Mathematical Expression Comparison: Identifying the Maximum Value Exercise

To solve this problem, let's evaluate each of the fraction addition expressions:

• Expression 1: $\frac{1}{2} + \frac{1}{4}$
  To add these fractions, we need a common denominator. The least common denominator of 2 and 4 is 4.
  Thus, $\frac{1}{2} = \frac{2}{4}$ and keep $\frac{1}{4}$ as it is.
  Adding the two fractions, $\frac{2}{4} + \frac{1}{4} = \frac{3}{4}$.
• Expression 2: $\frac{1}{3} + \frac{1}{3}$
  Since these have the same denominator, we can directly add them:
  $\frac{1}{3} + \frac{1}{3} = \frac{2}{3}$.
• Expression 3: $\frac{1}{2} + \frac{3}{10}$
  The least common denominator of 2 and 10 is 10.
  Convert $\frac{1}{2}$ to $\frac{5}{10}$ and add it to $\frac{3}{10}$:
  $\frac{5}{10} + \frac{3}{10} = \frac{8}{10} = \frac{4}{5}$.
• Expression 4: $\frac{5}{10} + \frac{1}{5}$
  Convert the fractions to have the same denominator. Here, the least common denominator is 10.
  Keep $\frac{5}{10}$ as it is, and convert $\frac{1}{5}$ to $\frac{2}{10}$:
  $\frac{5}{10} + \frac{2}{10} = \frac{7}{10}$.

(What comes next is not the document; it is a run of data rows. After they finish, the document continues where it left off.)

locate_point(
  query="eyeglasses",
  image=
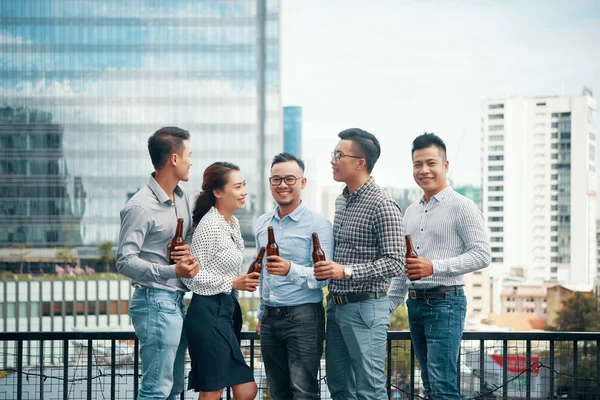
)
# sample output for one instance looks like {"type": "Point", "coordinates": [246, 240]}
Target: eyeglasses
{"type": "Point", "coordinates": [337, 155]}
{"type": "Point", "coordinates": [289, 180]}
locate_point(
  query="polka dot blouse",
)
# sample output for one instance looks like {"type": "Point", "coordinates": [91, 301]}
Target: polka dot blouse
{"type": "Point", "coordinates": [219, 249]}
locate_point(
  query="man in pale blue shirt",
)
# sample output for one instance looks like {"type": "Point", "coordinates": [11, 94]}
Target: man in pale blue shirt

Now, let's compare these results:
- $\frac{3}{4} = 0.75$
- $\frac{2}{3} = 0.666\ldots$
- $\frac{4}{5} = 0.8$
- $\frac{7}{10} = 0.7$

Comparing these decimals, we see that $0.8$ (from Expression 3) is the largest result.

Therefore, the expression with the highest result is $\frac{1}{2} + \frac{3}{10}$.